Study population – assessment of selection bias (related to EV)

• To what extent do the inclusion and exclusion criteria (where relevant, other selection criteria) define the "everyday or target population" of the intervention?

• Does the applied diagnostic procedure reflect everyday conditions and the everyday possibilities (access, necessity) respectively?

• Are the diagnostic procedures and evaluations performed by persons with similar qualification and experience as in everyday practice?

• Does the study population reflect the everyday population in terms of:

   ○ Severity of the illness

   ○ Duration of illness

   ○ Intra-individual variability

   ○ Age

   ○ Gender

   ○ Further socio-demographic characteristics

   ○ Therapy preferences and expectations

   ○ Symptoms of side effects of the interventions

   ○ Accompanying illnesses

   ○ Accompanying medication

   ○ Further prognostic or therapy relevant parameters?

• Has the structural similarity between the study and the everyday population or target population been tested?

Intervention und control – assessment of performance bias (related to EV)

• Does the preparation (medication, other medicinal products, other kind of interventions) reflect the usual treatment?
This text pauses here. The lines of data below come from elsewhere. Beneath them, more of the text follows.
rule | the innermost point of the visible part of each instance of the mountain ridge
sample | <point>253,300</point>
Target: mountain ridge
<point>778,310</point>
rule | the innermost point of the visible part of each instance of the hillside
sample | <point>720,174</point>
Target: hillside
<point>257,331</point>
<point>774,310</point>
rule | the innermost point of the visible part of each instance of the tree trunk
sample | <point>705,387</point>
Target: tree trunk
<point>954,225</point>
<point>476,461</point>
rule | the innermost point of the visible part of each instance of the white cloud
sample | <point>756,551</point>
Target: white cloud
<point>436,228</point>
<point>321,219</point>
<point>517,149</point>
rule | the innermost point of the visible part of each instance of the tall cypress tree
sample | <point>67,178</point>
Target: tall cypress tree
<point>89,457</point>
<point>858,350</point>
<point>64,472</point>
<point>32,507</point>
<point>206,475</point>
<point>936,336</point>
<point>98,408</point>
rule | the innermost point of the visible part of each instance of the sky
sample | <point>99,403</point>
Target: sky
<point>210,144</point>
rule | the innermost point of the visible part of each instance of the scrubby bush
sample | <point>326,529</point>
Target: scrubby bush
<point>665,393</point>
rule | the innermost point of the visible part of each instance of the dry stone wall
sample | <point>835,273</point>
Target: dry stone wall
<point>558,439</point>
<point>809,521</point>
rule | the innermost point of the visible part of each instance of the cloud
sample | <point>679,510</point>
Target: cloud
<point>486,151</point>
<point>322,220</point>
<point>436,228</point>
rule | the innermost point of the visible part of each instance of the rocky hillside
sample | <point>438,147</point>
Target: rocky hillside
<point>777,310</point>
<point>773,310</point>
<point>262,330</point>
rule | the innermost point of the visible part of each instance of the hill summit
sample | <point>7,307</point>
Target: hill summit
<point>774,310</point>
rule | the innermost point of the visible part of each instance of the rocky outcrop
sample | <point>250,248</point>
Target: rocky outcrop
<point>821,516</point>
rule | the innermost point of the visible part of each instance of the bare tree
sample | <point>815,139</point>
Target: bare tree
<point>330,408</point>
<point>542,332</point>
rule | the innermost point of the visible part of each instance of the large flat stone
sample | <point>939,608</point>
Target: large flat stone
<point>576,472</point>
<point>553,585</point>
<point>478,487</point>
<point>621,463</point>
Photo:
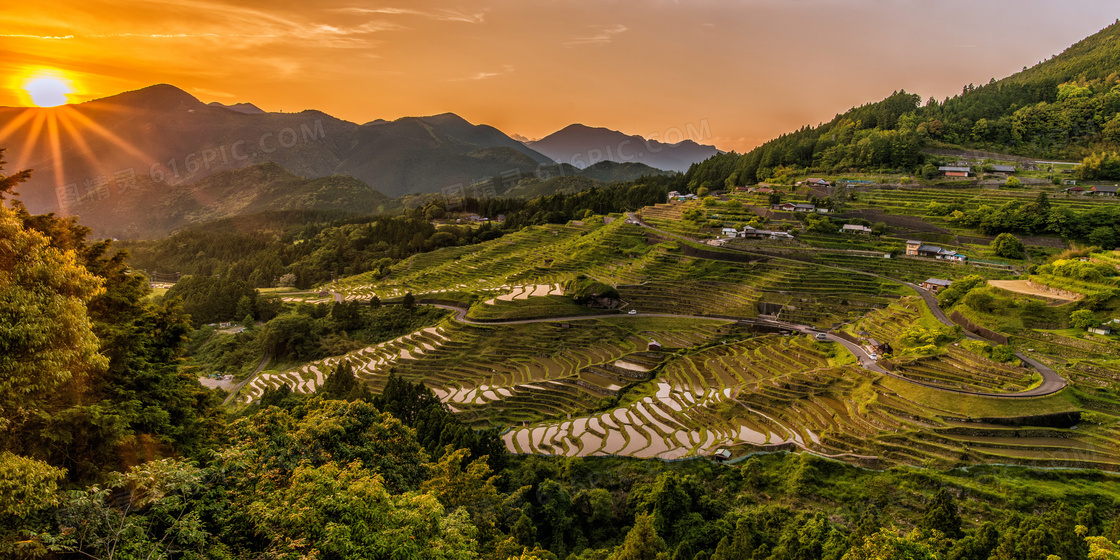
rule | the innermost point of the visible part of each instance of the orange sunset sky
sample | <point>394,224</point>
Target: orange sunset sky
<point>749,70</point>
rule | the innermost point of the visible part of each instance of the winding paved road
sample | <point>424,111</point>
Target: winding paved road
<point>233,392</point>
<point>1052,382</point>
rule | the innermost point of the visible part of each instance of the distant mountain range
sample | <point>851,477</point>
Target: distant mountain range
<point>161,136</point>
<point>582,146</point>
<point>154,211</point>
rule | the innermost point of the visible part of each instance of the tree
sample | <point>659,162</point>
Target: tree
<point>1002,353</point>
<point>642,542</point>
<point>472,487</point>
<point>887,544</point>
<point>942,515</point>
<point>27,488</point>
<point>1083,318</point>
<point>1103,236</point>
<point>347,512</point>
<point>343,385</point>
<point>1007,246</point>
<point>158,520</point>
<point>46,337</point>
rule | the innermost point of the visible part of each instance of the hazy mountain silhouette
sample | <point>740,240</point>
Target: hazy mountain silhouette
<point>584,146</point>
<point>167,136</point>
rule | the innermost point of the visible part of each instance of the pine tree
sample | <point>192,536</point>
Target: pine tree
<point>942,515</point>
<point>642,542</point>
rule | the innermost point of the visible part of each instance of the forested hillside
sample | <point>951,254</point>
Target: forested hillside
<point>1065,108</point>
<point>308,248</point>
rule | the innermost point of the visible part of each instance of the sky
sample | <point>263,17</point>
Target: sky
<point>734,73</point>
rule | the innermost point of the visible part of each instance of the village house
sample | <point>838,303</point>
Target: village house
<point>918,249</point>
<point>750,232</point>
<point>856,229</point>
<point>935,285</point>
<point>877,347</point>
<point>954,171</point>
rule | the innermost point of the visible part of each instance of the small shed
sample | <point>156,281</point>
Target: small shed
<point>935,285</point>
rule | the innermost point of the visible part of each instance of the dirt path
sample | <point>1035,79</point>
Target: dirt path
<point>1052,382</point>
<point>233,392</point>
<point>1023,287</point>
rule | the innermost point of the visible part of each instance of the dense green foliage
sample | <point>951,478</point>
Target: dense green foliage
<point>1099,225</point>
<point>302,333</point>
<point>114,393</point>
<point>1067,106</point>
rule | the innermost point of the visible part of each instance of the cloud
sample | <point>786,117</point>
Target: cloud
<point>603,36</point>
<point>26,36</point>
<point>437,15</point>
<point>506,70</point>
<point>212,93</point>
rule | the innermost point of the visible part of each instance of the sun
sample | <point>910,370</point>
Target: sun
<point>48,91</point>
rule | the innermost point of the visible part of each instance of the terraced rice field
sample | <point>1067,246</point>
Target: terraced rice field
<point>595,386</point>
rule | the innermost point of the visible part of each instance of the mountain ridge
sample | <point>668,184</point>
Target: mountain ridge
<point>170,137</point>
<point>582,146</point>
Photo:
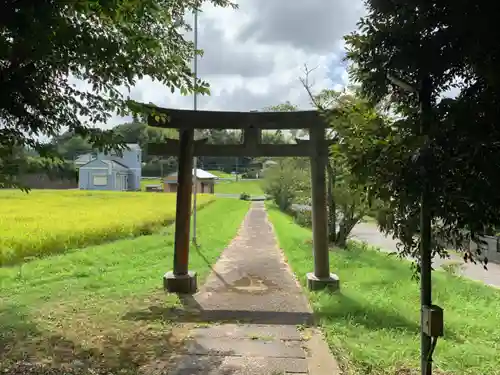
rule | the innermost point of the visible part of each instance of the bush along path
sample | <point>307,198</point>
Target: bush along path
<point>255,318</point>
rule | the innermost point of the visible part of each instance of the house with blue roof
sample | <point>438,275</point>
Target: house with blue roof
<point>112,171</point>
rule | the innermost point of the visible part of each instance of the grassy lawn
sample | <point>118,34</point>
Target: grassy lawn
<point>252,187</point>
<point>372,325</point>
<point>222,174</point>
<point>50,221</point>
<point>91,307</point>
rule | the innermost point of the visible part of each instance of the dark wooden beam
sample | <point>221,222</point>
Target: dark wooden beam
<point>189,119</point>
<point>319,204</point>
<point>172,148</point>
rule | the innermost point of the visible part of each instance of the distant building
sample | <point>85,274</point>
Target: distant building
<point>100,171</point>
<point>205,182</point>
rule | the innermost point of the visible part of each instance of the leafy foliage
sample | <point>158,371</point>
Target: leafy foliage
<point>286,182</point>
<point>459,153</point>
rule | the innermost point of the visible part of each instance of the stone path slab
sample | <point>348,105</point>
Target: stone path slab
<point>256,308</point>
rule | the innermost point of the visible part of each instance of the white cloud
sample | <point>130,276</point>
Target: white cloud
<point>253,56</point>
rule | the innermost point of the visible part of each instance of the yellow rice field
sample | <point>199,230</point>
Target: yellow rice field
<point>50,221</point>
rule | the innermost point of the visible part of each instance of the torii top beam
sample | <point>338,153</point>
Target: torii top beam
<point>189,119</point>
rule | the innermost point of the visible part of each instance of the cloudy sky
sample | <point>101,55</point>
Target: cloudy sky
<point>254,55</point>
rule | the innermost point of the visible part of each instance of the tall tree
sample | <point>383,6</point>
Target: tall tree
<point>396,39</point>
<point>46,46</point>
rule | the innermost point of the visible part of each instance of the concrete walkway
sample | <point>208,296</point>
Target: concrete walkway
<point>256,313</point>
<point>369,233</point>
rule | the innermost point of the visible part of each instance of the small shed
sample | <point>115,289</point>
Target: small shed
<point>104,175</point>
<point>205,182</point>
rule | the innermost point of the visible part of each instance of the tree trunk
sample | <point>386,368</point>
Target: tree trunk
<point>345,227</point>
<point>332,207</point>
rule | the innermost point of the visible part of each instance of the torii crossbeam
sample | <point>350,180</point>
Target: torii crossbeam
<point>183,280</point>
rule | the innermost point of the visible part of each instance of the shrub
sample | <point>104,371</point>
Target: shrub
<point>303,217</point>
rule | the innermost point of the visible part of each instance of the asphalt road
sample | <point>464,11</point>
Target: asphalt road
<point>369,233</point>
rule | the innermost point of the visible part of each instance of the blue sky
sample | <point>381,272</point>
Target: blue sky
<point>255,55</point>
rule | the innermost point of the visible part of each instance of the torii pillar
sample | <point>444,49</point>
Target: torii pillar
<point>181,279</point>
<point>321,278</point>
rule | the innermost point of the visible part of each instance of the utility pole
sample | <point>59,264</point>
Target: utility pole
<point>425,225</point>
<point>431,316</point>
<point>195,107</point>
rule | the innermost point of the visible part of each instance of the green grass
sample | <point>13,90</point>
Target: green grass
<point>150,181</point>
<point>222,174</point>
<point>252,187</point>
<point>103,306</point>
<point>372,325</point>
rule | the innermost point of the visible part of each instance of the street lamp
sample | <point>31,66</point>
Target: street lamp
<point>431,316</point>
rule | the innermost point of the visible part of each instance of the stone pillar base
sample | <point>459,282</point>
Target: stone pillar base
<point>331,283</point>
<point>183,284</point>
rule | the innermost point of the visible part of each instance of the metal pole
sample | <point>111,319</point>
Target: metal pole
<point>195,107</point>
<point>425,227</point>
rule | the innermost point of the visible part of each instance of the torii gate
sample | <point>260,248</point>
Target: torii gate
<point>183,280</point>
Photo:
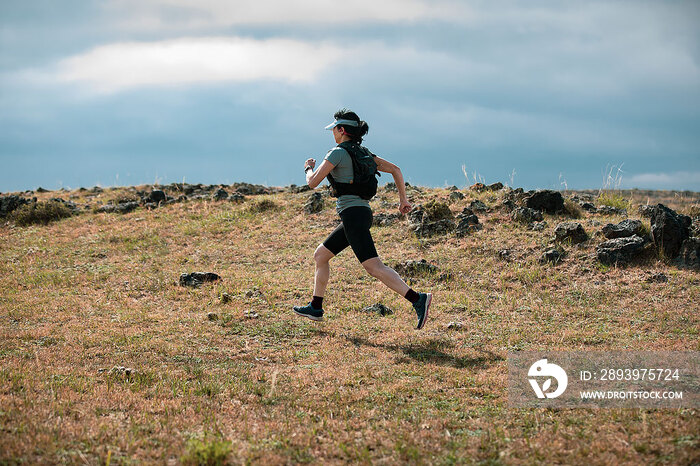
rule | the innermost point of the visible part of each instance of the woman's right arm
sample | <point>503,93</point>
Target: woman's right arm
<point>388,167</point>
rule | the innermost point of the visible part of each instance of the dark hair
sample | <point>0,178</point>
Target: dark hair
<point>355,132</point>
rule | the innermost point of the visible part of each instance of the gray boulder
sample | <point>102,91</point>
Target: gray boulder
<point>620,251</point>
<point>526,215</point>
<point>570,231</point>
<point>669,229</point>
<point>545,200</point>
<point>624,229</point>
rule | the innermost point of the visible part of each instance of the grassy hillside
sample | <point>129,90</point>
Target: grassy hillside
<point>104,358</point>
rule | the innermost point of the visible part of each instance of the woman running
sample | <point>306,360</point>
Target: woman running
<point>356,216</point>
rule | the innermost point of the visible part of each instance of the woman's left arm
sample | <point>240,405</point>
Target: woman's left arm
<point>314,178</point>
<point>388,167</point>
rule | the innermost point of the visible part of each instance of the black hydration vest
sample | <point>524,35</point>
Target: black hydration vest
<point>364,171</point>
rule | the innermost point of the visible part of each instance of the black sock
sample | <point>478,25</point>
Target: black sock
<point>317,302</point>
<point>412,295</point>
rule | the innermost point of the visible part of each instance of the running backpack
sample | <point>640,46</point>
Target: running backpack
<point>364,171</point>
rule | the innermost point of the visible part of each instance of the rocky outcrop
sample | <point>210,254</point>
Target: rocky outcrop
<point>669,229</point>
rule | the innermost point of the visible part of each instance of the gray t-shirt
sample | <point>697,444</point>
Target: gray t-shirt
<point>343,173</point>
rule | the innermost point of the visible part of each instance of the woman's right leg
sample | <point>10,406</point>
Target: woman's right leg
<point>322,256</point>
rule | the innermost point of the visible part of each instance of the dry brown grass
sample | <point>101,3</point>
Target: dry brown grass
<point>96,291</point>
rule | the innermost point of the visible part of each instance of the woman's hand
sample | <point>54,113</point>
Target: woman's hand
<point>405,206</point>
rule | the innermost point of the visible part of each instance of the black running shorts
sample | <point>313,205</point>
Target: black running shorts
<point>353,231</point>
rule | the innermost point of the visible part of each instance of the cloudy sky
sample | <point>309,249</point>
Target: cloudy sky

• In case of medication, does the dosage reflect the usual treatment? (Is dose modification possible?)

• Does the type of administration reflect the usual treatment?

• Does the intervention duration reflect the usual treatment duration?

• Are the permitted accompanying treatments the usual accompanying treatments?

• Does the study situation reflect the common treatment situation?

• Are the interventions carried out by therapists with similar qualifications and experience as in everyday practice?

Outcome measurements, results and evaluation – assessment of detection and attrition bias (related to EV)

• Are the chosen outcomes practice and patient relevant? (E.g. no surrogate parameter, are individual therapy goals defined?)

• Were the following important outcomes considered: quality of life, subjective health, patient's general evaluations, compliance, reasons for dropout, use of accompanying treatments, rebound effect following termination of treatment (or, for example, symptom deceit)?

• Are the test procedures used in usual practice?

• Are the tests and evaluations performed by persons with similar qualifications and experience as in every day practice?

• Are the differences clinically relevant?

• Were sufficient data collected to cover the intra-individual variability?

• Do the test conditions reflect the everyday practice?

• Does the dropout rate reflect everyday experience? Are the reasons for dropout registered (e.g. adverse effects, insufficient effect), so that the significance for the everyday effectiveness can be assessed?

• Is clinical relevance considered in the conclusion?

Study design and Setting (related to EV)

• Is the research question clinically relevant?

• Does the study design ensure a high EV?

• Does the study setting reflect the everyday conditions?

• Are the investigators the regular contact persons (e.g. GP or relevant clinic doctor, or are they at least comparable in terms of training, status, experience, preferences; does the number of contact people reflect the usual setting)?

• Does the doctor/therapist-patient relationship reflect the everyday conditions (e.g. frequency of contact, constant contact person)?